Roman theatre: comedies of Terence
Enter BYRRHIA, unperceived, at a distance behind SIMO.
BYRRHIA apart to himself. My master has ordered me, leaving my business, to keep an eye on Pamphilus today, what he is doing with regard to the marriage. I was to learn it; for that reason, I have now followed him pointing to SIMO as he came hither. Himself, as well, I see standing with Davus close at hand; I’ll note this.
SIMO apart to himself. I see that both of them are here.
DAVUS in a low voice to PAMPHILUS. Now then, be on your guard.
DAVUS in a low voice. Look round at him as though taken unawares.
PAMPHILUS turning round sharply. What, my father!
DAVUS in a low voice. Capital!
SIMO I wish you to marry a wife to-day, as I was saying.
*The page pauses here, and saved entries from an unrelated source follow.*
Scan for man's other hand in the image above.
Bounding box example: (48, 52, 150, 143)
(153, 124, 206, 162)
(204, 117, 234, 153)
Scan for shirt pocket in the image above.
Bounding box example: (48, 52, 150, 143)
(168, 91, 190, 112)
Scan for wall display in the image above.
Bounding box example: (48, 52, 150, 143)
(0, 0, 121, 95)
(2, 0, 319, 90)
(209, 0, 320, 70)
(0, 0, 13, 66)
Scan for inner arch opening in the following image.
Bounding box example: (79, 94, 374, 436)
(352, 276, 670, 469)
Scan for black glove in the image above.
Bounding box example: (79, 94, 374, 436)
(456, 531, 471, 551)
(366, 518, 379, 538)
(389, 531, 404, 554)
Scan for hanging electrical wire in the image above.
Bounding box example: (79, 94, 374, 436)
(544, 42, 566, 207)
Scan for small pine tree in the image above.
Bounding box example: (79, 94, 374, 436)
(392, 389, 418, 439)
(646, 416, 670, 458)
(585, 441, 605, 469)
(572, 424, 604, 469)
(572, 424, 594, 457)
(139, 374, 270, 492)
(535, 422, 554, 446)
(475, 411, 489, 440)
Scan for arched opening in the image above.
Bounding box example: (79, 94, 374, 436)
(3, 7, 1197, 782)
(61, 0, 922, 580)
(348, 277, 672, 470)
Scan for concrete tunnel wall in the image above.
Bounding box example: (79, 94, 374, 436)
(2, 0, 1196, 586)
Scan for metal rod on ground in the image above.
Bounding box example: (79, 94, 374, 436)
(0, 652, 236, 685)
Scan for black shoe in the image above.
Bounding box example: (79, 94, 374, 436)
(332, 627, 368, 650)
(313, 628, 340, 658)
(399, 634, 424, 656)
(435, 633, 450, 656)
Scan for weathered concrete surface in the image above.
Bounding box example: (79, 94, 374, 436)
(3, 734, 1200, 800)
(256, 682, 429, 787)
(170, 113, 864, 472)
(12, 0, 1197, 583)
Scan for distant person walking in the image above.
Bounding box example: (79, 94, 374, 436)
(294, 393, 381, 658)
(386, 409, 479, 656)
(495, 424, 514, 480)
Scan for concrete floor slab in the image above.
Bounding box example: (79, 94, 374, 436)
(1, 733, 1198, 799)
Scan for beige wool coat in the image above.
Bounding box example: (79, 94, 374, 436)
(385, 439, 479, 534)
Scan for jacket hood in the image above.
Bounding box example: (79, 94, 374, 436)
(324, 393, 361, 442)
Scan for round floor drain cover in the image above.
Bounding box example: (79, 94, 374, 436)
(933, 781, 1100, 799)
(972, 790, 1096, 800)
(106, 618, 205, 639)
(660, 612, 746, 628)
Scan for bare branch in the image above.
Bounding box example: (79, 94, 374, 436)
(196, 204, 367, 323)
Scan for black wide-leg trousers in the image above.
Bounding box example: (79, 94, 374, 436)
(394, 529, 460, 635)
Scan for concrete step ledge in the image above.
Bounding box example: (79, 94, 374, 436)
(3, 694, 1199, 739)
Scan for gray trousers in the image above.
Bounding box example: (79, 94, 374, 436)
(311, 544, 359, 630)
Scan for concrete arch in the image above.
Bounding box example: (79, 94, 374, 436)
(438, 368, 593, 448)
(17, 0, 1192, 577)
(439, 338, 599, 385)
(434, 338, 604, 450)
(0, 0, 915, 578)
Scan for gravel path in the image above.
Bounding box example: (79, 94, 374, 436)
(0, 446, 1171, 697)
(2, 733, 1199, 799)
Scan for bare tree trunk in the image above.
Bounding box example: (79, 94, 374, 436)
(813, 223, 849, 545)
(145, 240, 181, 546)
BYRRHIA apart. Now I’m in dread for our side, as to what he will answer.
PAMPHILUS Neither in that nor in any thing else shall you ever find any hesitation in me.
BYRRHIA apart. Hah!
DAVUS in a low voice to PAMPHILUS. He is struck dumb.
BYRRHIA apart. What a speech!
SIMO You act as becomes you, when that which I ask I obtain with a good grace.
DAVUS aside to PAMPHILUS. Am I right?
BYRRHIA My master, so far as I learn, has missed his wife.
SIMO Now, then, go in-doors, that you mayn’t be causing delay when you are wanted.
PAMPHILUS I’ll go. Goes into the house.
BYRRHIA apart. Is there, in no case, putting trust in any man? That is a true proverb which is wont to be commonly quoted, that “all had rather it to be well for themselves than for another.” I remember noticing, when I saw her, that she was a young woman of handsome figure; wherefore I am the more disposed to excuse Pamphilus, if he has preferred that he himself, rather than the other, should embrace her in his slumbers. I’ll carry back these tidings, that, in return for this evil he may inflict evil upon me. (Exit.)